Bioactive Molecules Stimulate Tooth Repair and Regeneration

Abstract

Dentin extracellular matrix proteins display multifunctional properties. Firstly, they participate to the mineralization processes either as promotors or as inhibitors of crystal nucleation or crystal growth. Secondly, they act as signaling molecules implicated in the differentiation of odontoblast progenitors. These molecules may be used to promote the recruitment of odontoblast progenitors, the proliferation and the final differentiation into functional odontoblast-like or osteoblast-like cells implicated in pulp repair.
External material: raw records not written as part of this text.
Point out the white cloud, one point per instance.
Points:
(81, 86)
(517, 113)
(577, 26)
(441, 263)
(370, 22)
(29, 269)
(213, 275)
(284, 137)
This has been evaluated through a series of experiments carried out in vivo on the rat first maxillary molar and in vitro on odonto/osteo progenitors. Along this line, BMP7 (OP1) induced in the crown a fibrous osteodentin-like structure where unmineralized pulp remnants were seen. In addition, the mesial root canal was totally filled with a homogeneous dentin-like structure. The bone sialoprotein (BSP) stimulated within one month the formation of a reparative dentinal bridge and the complete closure of the coronal pulp with an atubular homogeneous reparative dentin. Dentonin, a peptide from MEPE, implantated into the exposed pulp produced more rapidly than the two previous molecules reparative mineralization in the coronal pulp and also occlusion of the lumen of the root canal. Implanted in the exposed pulp, A+4 and A-4, two spliced amelogenin gene products, induce either the formation of a reparative dentinal bridge (A+4) or a more diffuse mineralization (A-4). The mechanisms of proliferation and differentiation were studied in parallel in an in vivo situation after implantation in the first maxillary molar of the rat, and in vitro on odontoblast progenitor cell lines. These molecules may contribute to pulp repair and promote new strategies in dental therapies.